Levoy and his team used custom-made scanners from Cyberware of Monterey, Calif., and by Faro Technologies in Lake Mary, Fla., and 3D Scanners of London. But Stanford’s computer graphics laboratory has developed another software technology that converts 3-D scanned data into a non-uniform rational B-spline, or NURBS, model, a mathematical basic used in CAD programs. The scanned-in models can then be adjusted and worked on in the user’s CAD program. The technology is now being produced commercially by Paraform of Santa Clara, Calif.

“There are times when manipulation of the model in the digital domain makes sense,” said Brian Kissel, Paraform’s chief executive officer. “However, if anything is complex and organic in nature, it’s easier to do that manipulation with a physical model. But after you’ve changed the physical model, how do you get it back into the computer to make the changes that will produce the part?”

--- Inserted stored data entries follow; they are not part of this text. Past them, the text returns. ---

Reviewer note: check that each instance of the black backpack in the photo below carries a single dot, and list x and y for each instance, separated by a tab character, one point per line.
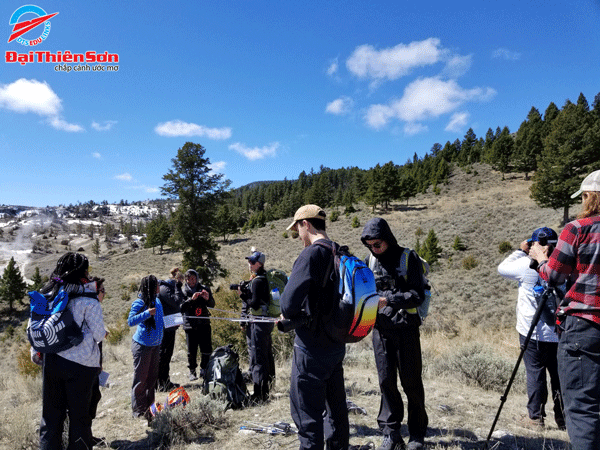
224	379
51	327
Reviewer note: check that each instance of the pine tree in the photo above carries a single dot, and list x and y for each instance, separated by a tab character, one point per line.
430	251
528	143
96	248
37	279
12	285
569	151
199	192
502	150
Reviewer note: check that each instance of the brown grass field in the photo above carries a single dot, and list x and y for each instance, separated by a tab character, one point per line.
469	342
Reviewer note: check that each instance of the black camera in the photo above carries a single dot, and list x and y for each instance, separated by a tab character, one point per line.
385	283
242	286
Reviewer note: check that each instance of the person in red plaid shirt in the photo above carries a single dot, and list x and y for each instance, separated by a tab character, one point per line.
576	260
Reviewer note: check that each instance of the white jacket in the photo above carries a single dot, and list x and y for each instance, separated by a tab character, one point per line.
516	267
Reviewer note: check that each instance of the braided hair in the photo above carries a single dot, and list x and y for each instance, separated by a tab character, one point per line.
147	292
71	270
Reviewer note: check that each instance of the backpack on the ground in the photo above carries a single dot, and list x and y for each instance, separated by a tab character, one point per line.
51	327
224	378
353	317
423	308
277	280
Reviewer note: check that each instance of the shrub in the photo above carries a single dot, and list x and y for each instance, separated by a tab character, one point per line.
504	247
479	366
458	244
24	365
185	425
116	334
470	262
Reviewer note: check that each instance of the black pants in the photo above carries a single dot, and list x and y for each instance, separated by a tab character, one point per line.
399	353
67	387
166	353
195	338
318	400
579	369
260	351
145	373
539	357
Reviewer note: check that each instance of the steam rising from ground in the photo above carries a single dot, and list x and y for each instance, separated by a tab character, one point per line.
20	246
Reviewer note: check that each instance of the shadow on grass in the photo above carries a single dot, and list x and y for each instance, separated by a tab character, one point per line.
468	440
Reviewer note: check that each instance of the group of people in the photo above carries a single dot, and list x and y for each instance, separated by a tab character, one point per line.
567	345
317	394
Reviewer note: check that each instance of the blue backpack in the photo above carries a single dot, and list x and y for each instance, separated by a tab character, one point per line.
51	327
353	316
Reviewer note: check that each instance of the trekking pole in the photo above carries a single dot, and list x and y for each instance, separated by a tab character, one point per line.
534	322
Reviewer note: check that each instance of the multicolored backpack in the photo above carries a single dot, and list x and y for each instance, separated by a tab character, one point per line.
353	317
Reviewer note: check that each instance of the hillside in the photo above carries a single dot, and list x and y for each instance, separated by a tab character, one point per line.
471	317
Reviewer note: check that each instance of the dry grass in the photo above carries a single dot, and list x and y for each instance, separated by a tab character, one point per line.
469	307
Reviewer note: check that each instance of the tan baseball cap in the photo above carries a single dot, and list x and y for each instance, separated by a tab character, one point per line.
591	183
308	212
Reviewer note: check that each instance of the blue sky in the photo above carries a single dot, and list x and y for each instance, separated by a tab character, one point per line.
273	88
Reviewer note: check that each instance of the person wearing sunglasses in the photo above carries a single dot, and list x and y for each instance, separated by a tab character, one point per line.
396	339
576	261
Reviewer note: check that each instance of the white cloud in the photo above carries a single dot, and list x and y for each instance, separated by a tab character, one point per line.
255	153
61	124
333	68
457	66
124	177
457	122
395	62
175	128
217	166
34	96
425	98
412	128
340	106
504	53
105	126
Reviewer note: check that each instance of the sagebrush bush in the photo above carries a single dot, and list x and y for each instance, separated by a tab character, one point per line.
470	262
186	424
504	247
478	366
24	365
117	333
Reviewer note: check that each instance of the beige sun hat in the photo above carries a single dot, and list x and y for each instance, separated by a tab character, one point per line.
308	212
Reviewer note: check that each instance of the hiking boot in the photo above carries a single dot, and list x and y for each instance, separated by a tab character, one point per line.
417	444
98	441
392	442
167	387
533	424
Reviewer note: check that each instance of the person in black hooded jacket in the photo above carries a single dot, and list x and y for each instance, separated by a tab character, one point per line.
197	299
396	339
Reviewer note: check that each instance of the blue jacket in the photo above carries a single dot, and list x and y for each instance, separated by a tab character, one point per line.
145	335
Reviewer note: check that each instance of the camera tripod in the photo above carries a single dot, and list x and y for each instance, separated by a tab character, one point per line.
536	318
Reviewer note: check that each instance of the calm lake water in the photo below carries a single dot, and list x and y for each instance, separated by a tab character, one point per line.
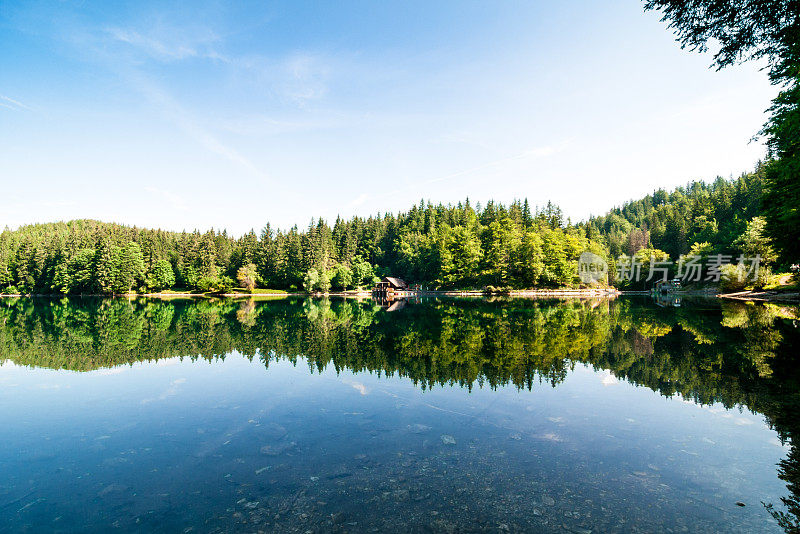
439	416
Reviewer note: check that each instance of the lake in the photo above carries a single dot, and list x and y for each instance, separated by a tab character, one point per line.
438	415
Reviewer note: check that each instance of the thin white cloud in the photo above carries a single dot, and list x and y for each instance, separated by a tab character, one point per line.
10	103
169	43
533	153
184	120
175	201
359	200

The 3-D scanning technology comes into play by scanning the part back into the computer, in essence letting engineers make a CAD file of a part already produced in three dimensions, Kissel said. The technology can be combined with a 3-D printer to fine-tune a design, he added.

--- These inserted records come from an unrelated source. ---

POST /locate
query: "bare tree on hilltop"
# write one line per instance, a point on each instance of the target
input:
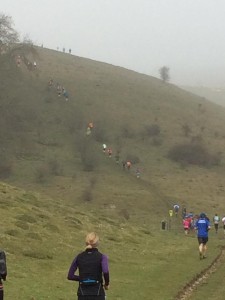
(164, 73)
(8, 35)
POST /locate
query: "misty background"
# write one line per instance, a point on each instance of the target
(142, 35)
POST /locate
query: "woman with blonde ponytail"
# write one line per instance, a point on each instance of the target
(93, 276)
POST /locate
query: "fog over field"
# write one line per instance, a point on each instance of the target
(142, 35)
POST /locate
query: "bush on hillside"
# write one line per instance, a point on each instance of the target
(195, 154)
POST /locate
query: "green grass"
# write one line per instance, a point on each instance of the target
(145, 261)
(49, 202)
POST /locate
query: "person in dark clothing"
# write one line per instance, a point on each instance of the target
(3, 272)
(202, 226)
(93, 271)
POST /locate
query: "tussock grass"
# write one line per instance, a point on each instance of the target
(78, 188)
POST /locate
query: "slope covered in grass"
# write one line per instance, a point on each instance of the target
(42, 235)
(69, 186)
(45, 145)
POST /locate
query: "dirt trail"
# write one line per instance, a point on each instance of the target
(188, 289)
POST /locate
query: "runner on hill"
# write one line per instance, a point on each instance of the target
(176, 209)
(93, 271)
(128, 165)
(187, 225)
(202, 226)
(109, 152)
(216, 220)
(104, 147)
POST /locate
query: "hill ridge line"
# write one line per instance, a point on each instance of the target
(199, 279)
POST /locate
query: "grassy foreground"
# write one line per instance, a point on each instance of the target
(41, 237)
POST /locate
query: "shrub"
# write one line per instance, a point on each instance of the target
(195, 154)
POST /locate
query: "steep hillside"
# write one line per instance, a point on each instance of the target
(45, 146)
(42, 235)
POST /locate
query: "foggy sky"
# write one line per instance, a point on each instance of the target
(188, 36)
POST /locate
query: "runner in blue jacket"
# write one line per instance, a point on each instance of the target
(202, 226)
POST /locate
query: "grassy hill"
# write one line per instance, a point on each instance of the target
(216, 95)
(59, 184)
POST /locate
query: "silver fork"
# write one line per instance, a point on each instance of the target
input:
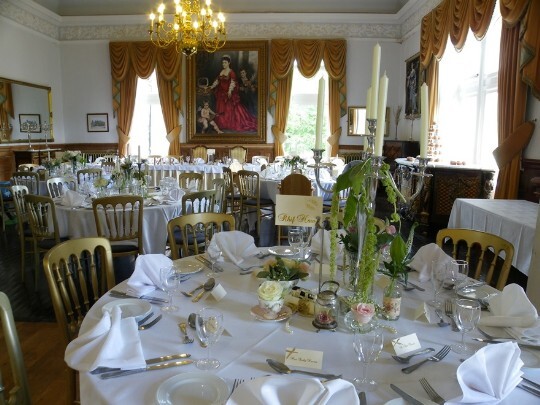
(433, 395)
(450, 314)
(438, 357)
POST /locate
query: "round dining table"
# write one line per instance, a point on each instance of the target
(248, 342)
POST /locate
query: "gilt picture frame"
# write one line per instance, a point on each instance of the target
(221, 112)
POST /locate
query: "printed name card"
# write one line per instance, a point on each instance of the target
(295, 357)
(406, 344)
(296, 210)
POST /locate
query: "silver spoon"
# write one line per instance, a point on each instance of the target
(406, 359)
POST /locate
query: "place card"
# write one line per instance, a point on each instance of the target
(295, 357)
(406, 344)
(422, 313)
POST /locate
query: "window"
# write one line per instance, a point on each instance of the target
(468, 99)
(148, 127)
(302, 116)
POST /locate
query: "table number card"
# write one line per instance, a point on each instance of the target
(295, 357)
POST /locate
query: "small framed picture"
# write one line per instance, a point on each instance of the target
(30, 123)
(97, 122)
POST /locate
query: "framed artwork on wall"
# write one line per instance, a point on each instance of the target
(227, 92)
(97, 122)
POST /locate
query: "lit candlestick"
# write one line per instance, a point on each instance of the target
(424, 107)
(375, 80)
(320, 114)
(381, 115)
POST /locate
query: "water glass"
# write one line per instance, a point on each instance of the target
(467, 316)
(209, 326)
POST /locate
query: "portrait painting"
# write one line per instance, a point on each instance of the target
(227, 92)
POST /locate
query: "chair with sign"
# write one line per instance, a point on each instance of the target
(483, 252)
(28, 179)
(293, 184)
(119, 218)
(57, 186)
(251, 201)
(198, 227)
(19, 391)
(78, 272)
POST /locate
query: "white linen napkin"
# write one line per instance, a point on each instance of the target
(235, 246)
(145, 277)
(422, 260)
(511, 308)
(72, 199)
(490, 375)
(112, 342)
(277, 390)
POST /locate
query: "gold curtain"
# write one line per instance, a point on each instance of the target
(309, 54)
(130, 60)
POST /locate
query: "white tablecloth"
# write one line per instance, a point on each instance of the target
(79, 222)
(243, 355)
(513, 220)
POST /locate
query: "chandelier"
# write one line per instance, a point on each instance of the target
(193, 27)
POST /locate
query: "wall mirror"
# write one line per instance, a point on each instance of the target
(25, 112)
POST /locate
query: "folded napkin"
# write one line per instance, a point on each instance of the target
(235, 246)
(511, 308)
(113, 342)
(316, 242)
(423, 259)
(490, 375)
(72, 199)
(145, 277)
(277, 390)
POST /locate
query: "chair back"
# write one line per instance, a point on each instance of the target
(196, 230)
(482, 251)
(199, 201)
(238, 153)
(119, 218)
(190, 180)
(28, 179)
(20, 392)
(57, 186)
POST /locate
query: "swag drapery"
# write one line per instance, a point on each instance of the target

In such cases, an engineer could produce a design that, when printed, proves to need more work. The printed design is then worked on in three dimensions, which is sometimes easier, particularly with complex parts, than tweaking the CAD model because the part can be seen and handled, Kissel said. The altered design is then scanned back into the computer so the adjustments made on it in the real world are mirrored in the CAD file.

“In the auto industry, they take a 3-D model and if they find an assembly problem or a constraint problem, they modify the physical model and then read that back into the computer,” Kissel said.

The 3-D printers are also frequently used in the custom engineering realm, Kissel added. In that case, the engineers start with a common design—for sunglasses, say— and modify it according to each user’s request. The modified designs are then printed so engineers can quickly view results. They’re sometimes then changed and scanned back into the CAD programs.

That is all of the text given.